RE: RE: NEW ISSUE: 13.1.2's Definition of 1xx Warn-Codes from Travis Snoozy (Volt) on 2006-12-29 (ietf-http-wg@w3.org from October to December 2006)

From: Travis Snoozy (Volt) <a-travis@microsoft.com>
Date: Fri, 29 Dec 2006 09:43:24 -0800
To: "LMM@acm.org" <LMM@acm.org>, 'Joris Dobbelsteen' <Joris@familiedobbelsteen.nl>
CC: "ietf-http-wg@w3.org" <ietf-http-wg@w3.org>
Message-ID: <86EDC3963F04D546BED8996F77D290F6049D117CC9@NA-EXMSG-C138.redmond.corp.microsoft>
Larry Masinter said:
> We're talking about
>
>  1xx  Warnings that describe the freshness or revalidation status of
>    the response, and so MUST be deleted after a successful
>    revalidation. 1XX warn-codes MAY be generated by a cache only when
>    validating a cached entry. It MUST NOT be generated by clients.
>
> ------------------------------------
> First, a few guidelines, as I remember them:
>
> * The roles of 'client', 'proxy' and 'server' were not intended to
> be exhaustive; HTTP is used in many contexts with hybrid roles
> and complex relationships. In some cases, it's necessary to
> specify requirements specifically for clients vs. proxies,
> or proxies vs. servers, but in general, it's better to couch
> things in terms of request messages and their responses.
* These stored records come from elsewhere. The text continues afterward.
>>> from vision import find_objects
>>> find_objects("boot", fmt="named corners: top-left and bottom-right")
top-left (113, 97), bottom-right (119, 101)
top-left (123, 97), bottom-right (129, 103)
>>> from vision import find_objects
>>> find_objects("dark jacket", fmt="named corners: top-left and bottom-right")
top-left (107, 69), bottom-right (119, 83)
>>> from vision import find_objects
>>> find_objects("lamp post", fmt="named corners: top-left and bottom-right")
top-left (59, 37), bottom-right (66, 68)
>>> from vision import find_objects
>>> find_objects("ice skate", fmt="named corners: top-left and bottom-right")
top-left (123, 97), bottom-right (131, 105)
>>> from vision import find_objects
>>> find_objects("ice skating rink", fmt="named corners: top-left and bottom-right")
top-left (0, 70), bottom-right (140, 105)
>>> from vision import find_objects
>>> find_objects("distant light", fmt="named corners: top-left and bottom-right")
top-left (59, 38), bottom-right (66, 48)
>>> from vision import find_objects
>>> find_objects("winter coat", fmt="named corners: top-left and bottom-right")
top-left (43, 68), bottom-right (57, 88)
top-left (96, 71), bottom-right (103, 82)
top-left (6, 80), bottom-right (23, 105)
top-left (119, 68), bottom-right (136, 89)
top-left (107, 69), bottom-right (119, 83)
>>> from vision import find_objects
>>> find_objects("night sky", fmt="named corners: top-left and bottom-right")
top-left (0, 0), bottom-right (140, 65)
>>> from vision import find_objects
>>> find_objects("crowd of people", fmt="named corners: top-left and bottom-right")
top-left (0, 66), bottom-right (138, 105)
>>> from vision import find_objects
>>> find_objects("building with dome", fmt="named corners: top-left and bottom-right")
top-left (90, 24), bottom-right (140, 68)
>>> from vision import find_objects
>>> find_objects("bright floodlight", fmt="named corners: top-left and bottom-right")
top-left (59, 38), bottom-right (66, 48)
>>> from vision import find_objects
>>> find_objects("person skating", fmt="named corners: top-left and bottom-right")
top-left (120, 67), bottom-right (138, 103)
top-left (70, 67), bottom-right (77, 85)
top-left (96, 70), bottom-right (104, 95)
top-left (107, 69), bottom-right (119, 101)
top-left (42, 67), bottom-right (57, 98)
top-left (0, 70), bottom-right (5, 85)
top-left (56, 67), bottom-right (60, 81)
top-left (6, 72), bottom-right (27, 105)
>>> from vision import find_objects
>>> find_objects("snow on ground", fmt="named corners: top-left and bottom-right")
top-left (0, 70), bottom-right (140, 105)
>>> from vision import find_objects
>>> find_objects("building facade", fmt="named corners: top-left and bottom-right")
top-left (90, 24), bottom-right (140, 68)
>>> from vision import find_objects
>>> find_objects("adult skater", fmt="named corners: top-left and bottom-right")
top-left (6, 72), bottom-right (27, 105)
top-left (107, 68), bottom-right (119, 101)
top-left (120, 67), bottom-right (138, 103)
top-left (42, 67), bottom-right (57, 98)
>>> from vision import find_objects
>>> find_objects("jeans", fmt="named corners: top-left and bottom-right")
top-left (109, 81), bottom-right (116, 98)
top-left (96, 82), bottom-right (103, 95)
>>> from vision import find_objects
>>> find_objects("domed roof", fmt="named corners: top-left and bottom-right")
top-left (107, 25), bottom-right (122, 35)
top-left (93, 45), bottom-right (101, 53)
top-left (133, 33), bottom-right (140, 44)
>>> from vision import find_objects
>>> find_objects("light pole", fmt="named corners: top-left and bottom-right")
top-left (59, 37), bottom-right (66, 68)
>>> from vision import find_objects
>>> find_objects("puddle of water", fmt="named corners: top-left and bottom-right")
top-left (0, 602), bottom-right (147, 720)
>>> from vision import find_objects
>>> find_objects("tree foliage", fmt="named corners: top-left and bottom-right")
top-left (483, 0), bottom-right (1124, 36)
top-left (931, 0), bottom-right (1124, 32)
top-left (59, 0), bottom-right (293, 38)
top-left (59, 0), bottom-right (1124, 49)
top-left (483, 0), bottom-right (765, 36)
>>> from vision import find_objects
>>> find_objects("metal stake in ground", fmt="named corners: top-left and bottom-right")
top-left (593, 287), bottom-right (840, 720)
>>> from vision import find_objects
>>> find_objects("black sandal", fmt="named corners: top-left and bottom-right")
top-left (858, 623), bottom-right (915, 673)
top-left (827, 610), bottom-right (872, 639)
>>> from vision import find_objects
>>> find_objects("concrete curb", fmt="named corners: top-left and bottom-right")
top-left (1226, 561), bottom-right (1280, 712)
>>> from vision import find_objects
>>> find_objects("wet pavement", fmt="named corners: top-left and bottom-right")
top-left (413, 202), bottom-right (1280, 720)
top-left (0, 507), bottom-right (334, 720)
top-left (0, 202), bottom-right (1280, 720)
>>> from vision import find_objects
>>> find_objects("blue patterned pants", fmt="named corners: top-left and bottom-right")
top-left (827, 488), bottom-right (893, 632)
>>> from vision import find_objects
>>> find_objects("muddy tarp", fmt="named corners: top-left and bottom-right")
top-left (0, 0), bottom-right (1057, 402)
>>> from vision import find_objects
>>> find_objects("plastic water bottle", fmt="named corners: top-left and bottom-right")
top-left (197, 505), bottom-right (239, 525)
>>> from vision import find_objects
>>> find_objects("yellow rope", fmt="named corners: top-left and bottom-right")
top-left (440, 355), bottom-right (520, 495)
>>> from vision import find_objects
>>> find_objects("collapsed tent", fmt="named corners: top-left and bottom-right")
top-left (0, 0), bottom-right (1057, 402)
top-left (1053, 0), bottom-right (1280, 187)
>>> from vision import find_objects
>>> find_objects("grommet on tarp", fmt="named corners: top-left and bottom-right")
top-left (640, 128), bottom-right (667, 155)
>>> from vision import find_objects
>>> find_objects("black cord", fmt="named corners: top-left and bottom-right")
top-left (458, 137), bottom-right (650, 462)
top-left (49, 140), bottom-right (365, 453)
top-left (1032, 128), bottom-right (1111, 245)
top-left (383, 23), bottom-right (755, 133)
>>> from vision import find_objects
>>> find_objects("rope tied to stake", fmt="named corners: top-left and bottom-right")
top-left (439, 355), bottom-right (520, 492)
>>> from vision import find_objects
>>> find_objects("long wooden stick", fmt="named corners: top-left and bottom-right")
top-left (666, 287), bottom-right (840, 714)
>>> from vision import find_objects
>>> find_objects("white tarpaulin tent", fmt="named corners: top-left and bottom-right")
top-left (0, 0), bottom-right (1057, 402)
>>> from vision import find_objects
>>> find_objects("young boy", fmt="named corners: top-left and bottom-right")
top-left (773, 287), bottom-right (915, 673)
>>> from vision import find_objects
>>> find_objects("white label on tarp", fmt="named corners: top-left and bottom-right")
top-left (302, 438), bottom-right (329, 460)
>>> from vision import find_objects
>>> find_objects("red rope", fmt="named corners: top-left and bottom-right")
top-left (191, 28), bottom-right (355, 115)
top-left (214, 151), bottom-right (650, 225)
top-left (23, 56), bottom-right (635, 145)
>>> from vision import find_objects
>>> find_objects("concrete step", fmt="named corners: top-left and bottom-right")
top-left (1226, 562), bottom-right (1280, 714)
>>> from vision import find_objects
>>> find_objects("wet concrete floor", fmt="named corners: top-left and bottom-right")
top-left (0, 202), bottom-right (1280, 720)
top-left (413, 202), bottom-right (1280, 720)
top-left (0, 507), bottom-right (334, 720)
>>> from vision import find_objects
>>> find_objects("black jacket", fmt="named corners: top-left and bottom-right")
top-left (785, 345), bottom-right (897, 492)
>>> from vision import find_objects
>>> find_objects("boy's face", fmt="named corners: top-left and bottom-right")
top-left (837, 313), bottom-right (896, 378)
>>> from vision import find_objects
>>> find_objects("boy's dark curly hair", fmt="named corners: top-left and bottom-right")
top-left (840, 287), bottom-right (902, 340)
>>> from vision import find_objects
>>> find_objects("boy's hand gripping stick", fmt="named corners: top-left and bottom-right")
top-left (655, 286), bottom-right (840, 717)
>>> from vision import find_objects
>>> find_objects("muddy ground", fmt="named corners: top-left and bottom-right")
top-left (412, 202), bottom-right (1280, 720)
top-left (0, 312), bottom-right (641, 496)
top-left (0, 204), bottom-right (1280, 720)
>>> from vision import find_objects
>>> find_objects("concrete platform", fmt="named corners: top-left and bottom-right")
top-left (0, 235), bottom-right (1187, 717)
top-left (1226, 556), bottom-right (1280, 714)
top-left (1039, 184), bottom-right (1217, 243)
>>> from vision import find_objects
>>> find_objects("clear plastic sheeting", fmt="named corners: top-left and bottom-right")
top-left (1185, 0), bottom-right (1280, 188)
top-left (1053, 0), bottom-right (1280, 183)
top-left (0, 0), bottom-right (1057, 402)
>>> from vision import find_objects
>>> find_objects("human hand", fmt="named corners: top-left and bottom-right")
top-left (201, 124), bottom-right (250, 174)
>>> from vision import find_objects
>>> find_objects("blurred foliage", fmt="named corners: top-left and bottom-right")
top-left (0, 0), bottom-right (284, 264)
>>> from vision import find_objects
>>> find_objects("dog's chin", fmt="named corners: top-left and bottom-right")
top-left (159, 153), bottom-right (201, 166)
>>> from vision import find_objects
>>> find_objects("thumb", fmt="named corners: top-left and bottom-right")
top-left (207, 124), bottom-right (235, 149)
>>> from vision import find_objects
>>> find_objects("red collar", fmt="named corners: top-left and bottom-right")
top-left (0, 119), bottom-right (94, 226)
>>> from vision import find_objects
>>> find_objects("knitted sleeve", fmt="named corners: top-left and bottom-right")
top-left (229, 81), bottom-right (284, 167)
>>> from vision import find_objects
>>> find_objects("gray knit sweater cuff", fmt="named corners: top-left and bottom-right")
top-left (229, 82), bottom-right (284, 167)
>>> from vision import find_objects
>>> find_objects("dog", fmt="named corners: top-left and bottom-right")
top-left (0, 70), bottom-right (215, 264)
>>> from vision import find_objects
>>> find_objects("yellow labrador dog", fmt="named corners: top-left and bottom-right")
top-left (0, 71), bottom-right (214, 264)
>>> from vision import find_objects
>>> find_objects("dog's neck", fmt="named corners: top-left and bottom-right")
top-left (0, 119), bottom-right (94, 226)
Then the spec shouldn't require that proxies MUST implement both client and
server behaviors -- because this makes those words very normative-sounding.
In fact, I think it would be pretty hard to specify HTTP without these
delineations for a good chunk of the behaviors that are present.

> * In general, it's better to avoid MUST and MUST NOT rules except
> for those cases where it is necessary to ensure interoperability
> or operational stability. (There are a few additional cases,
> but generally not.)  It's especially troublesome to add
> "MUST" or "MUST NOT" requirements to HTTP at this time.
> We do better when we describe how things work
> and what protocol elements _mean_ and let implementors
> use them as appropriate.

That's a can of worms for another day ;).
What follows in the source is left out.